# My Wedding



## Raven (Sep 12, 2005)

My 7th Anniversery is coming up in a couple of months, and thinking about what to get the wife, a warm and fuzzy memory of our wedding came creeping back to me.

I say warm and fuzzy because I was still pretty much gassed from the bachelor party the night before and had it not been for the photographer with a video camera I doubt I'd remember as much as I do.
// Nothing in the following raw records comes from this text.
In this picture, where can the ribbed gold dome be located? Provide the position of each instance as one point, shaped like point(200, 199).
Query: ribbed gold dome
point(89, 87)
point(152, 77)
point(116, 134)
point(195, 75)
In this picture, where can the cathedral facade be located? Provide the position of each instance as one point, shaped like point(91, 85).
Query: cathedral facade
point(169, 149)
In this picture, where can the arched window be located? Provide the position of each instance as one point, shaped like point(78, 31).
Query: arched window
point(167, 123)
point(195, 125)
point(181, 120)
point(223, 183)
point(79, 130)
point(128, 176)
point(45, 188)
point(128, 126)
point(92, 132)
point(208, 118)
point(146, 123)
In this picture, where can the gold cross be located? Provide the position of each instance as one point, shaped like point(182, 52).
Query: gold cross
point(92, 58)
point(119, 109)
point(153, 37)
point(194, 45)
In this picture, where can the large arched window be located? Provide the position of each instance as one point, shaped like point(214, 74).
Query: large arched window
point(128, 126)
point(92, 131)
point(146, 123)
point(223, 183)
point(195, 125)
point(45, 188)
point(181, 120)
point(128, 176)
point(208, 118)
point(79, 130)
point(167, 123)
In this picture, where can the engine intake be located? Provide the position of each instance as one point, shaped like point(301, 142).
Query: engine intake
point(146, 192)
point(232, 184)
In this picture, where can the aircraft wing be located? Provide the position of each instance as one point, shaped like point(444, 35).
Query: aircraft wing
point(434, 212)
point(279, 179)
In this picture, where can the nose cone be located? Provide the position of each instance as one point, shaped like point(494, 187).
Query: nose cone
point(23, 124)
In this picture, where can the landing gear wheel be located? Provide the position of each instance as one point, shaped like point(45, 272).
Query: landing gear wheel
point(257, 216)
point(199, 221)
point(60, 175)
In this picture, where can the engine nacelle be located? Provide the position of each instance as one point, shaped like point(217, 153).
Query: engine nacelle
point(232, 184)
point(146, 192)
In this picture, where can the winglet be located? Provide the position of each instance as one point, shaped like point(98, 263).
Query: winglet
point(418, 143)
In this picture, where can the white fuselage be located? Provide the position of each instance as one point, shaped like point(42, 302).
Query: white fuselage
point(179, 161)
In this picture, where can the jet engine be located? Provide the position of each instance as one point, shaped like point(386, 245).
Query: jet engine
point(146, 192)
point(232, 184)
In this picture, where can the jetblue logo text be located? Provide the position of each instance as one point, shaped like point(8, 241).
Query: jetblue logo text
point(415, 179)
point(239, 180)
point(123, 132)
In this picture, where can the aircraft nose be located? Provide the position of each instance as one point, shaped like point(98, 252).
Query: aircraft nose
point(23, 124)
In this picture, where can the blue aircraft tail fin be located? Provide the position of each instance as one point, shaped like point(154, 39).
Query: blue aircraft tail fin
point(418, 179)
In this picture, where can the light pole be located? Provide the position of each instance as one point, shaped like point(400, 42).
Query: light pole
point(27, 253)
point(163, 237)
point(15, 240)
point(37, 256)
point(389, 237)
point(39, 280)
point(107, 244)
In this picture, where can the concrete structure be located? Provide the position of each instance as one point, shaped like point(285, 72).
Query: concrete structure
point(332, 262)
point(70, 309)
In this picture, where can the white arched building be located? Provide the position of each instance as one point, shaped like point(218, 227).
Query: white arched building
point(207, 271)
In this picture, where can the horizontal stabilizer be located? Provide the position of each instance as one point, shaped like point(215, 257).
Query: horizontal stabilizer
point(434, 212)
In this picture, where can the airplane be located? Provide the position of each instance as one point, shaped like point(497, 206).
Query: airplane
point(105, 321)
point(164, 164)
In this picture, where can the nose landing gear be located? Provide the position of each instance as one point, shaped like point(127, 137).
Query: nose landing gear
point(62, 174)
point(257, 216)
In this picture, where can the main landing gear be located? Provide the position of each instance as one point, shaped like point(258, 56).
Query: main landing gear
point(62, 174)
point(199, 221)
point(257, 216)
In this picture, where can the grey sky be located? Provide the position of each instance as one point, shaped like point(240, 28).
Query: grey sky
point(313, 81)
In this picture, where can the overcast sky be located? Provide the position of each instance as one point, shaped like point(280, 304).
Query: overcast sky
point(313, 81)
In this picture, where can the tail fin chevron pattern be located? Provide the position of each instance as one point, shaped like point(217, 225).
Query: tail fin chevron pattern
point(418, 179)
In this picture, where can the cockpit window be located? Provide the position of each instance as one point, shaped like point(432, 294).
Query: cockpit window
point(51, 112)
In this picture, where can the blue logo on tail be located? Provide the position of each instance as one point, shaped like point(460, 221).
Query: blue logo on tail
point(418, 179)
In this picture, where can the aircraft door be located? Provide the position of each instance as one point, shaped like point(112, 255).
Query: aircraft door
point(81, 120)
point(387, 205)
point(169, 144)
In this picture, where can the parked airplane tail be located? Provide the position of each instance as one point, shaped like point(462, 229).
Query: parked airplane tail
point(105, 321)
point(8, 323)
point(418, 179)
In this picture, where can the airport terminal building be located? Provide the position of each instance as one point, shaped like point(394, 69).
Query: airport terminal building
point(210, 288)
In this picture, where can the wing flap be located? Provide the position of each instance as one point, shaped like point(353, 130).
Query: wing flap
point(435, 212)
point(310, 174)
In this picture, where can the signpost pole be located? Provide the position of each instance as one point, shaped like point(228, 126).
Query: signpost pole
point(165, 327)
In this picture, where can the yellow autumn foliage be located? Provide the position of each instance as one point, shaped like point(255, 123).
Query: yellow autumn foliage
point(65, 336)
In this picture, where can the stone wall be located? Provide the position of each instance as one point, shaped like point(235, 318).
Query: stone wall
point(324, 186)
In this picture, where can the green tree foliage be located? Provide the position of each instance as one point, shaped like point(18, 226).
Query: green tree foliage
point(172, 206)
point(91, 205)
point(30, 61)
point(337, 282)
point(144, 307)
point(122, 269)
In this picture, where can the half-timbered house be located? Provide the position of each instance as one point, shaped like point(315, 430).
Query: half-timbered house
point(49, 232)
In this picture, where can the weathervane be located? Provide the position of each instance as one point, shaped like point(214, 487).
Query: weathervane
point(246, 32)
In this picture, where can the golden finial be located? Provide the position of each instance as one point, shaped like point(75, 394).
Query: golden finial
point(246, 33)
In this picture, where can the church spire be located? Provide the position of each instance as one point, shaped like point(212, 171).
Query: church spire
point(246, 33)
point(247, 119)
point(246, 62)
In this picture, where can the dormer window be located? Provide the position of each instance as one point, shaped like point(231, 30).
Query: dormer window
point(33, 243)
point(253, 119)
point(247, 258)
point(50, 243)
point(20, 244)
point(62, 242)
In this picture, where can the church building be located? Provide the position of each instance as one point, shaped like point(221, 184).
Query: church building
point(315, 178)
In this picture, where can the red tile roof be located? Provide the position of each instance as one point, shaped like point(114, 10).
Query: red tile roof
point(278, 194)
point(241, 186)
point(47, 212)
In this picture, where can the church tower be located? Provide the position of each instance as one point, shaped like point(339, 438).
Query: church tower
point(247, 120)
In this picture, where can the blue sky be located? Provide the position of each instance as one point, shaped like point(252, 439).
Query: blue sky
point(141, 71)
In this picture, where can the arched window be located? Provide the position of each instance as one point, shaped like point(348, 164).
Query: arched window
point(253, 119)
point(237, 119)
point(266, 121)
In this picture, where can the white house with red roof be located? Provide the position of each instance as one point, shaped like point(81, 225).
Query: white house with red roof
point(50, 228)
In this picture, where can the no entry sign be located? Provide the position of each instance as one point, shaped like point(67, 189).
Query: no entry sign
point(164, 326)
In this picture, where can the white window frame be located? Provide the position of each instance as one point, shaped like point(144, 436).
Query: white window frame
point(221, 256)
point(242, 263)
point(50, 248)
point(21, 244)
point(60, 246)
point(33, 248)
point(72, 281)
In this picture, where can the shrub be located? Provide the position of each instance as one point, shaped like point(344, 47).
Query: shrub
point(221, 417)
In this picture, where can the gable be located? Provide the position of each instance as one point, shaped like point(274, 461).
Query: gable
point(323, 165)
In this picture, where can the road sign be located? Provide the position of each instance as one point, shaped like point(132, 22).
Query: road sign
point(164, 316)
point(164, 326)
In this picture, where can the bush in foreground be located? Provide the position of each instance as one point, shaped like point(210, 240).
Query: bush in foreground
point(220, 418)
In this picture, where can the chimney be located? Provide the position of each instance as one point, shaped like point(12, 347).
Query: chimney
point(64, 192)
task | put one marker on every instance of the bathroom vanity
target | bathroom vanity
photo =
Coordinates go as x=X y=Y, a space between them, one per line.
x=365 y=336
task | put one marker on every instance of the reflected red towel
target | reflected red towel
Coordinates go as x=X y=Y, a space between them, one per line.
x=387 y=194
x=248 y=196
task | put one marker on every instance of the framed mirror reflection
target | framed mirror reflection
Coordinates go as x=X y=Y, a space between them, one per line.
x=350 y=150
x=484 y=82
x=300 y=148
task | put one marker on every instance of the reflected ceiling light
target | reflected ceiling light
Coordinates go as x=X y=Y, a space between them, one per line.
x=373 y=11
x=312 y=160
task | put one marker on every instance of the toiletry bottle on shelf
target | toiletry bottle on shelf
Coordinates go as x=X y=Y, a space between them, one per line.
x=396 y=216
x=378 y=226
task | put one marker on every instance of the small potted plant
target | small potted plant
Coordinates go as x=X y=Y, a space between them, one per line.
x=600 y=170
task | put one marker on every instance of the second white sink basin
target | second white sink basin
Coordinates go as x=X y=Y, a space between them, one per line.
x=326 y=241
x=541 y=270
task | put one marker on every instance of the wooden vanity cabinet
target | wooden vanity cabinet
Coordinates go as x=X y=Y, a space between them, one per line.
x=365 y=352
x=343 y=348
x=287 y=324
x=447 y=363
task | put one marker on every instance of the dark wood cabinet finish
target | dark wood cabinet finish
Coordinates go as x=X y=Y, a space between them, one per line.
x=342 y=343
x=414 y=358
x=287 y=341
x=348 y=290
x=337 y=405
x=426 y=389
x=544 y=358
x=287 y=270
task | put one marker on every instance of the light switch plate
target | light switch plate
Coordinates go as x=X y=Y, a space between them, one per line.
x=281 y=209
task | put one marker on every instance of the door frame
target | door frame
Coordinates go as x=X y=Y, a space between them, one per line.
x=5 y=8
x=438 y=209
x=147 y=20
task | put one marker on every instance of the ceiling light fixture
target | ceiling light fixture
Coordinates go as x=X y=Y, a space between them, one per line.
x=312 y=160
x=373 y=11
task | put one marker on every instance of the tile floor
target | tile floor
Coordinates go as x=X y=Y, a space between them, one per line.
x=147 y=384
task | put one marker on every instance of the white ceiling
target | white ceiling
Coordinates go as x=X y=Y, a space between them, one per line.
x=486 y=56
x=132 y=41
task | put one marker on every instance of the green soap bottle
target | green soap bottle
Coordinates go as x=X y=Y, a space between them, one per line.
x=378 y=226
The one thing I do remember though, and still don't understand why the pastor wanted this, is the pastor asking me to say something that now seems very silly.

He said "Repeat after me"
So I said "After Me, After Me, After Me"

Maybe it was just our Pastor... I dunno.



God Bless

~ Raven ~


----------



## Dove (Sep 12, 2005)

LOL...After that you better make it something special!
Coming up on 51 years in November for us.
Marge~Dove


----------



## mrsmac (Sep 13, 2005)

7th anniversary is Copper or wool, (i google searched) Maybe something made from either of those. I haven't thought of anything as yet but I'll get back to you. I think you're doing well that you've remembered in advance!DH has to be reminded or he forgets lol.


----------



## SizzlininIN (Sep 13, 2005)

Ok......I'm not one who ever appreciated the whole traditional gifts that go by the number of years your married.  But since we'll be celebrating our 10th this coming May......Diamonds do sound wonderful .  Especially since I absolutely love jewelry.  Take her out to a really nice dinner and present her with a lovely piece of jewelry.  Take note what she likes though.  If your not sure ask her best friend and tell that friend mums the word. Adding a little love note will sweeten the package.


----------



## Raven (Sep 13, 2005)

Copper and Wool huh? Hmm... Maybe I'll buy her a box of Scrub Buddies (Copper Wool) and kill two birds with one stone  

Actually, it would probably be three birds if you include my resulting funeral too ha ha 

~ Raven ~


----------



## pdswife (Sep 13, 2005)

Just make the day extra special for the two of you.
Dedicate the day to her.  Take her for a long walk
followed by a nice lunch or dinner somewhere, maybe a movie.
Hold her hand, kiss and hug twice as much as you normaly do.
Smile at her.  Look in her eyes and tell her how much you still love her
and that if you had it to do over again, you'd marry her in a heart beat.
Gifts are great but memories are even better.    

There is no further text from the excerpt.